If the user knows the precise value she or he wants from a well-sorted list with type-ahead, then over 1000 items is okay. Seriously. Try it yourself: Do a search of your hard drive that yields 1000 or so files and see how hard it is to scroll or type-ahead to a file you know is there.
What matters more than the raw number of items is the ratio of items in the list to the items visible in your scrollable pane, whether you’re talking about a list box or the dropdown portion of a combo box. You want at least 5% of your items visible at a time. So for 1000 items, you need a pane about 800 pixels high (at 16 pixels per line). That sets about 1000 as the limit given typical low-end desktop monitor sizes. If you’re talking about users with laptops using a web site, then you’ve only got about 560 pixels (allowing for browser controls and such), so now you’re looking at 700 items. Still a lot. We’re assuming a proper scrollable list where the list scrolls instantly with dragging the slider.

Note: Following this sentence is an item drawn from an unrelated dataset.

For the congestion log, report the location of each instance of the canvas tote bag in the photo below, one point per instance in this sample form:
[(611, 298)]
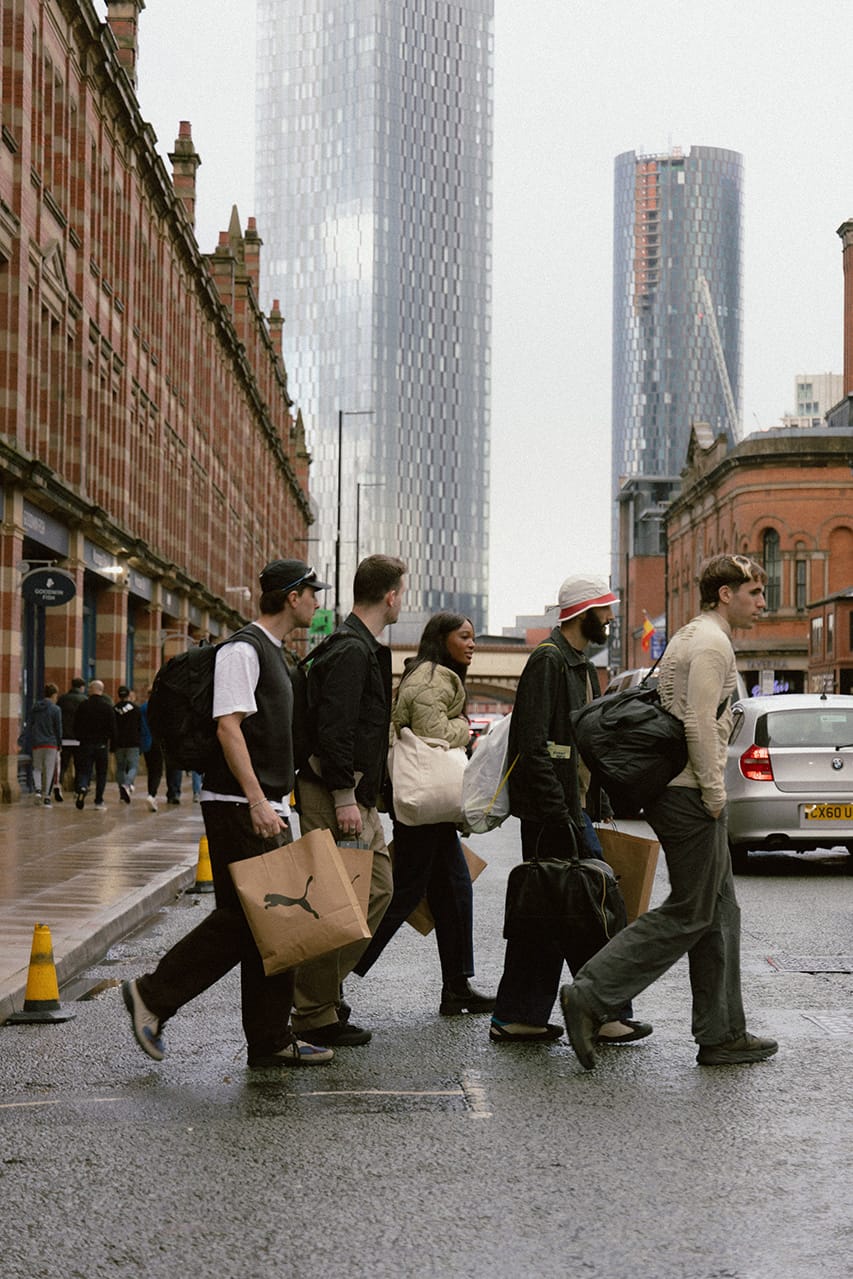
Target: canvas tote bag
[(298, 901), (426, 779)]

I only see a need for filtering/search controls (versus type ahead alone) when the number of items is more like 1000s than 100s, although you need to make exceptions for special cases (e.g., when the user doesn't really know what s/he precisely wants and needs to explore the alternatives on various criteria, or when there's a large number of items all beginning with the same 9 letters).
Always have type-ahead. There no reason not to, and even with a small the number of items, it benefits users using the keyboard only rather than the mouse (very common for data entry). Treat it as a standard. You don't want users having to guess if you chose to have type-ahead or not for a given field ("Does he think 10 items is enough? Does he ever have it?"), so just have it all the time.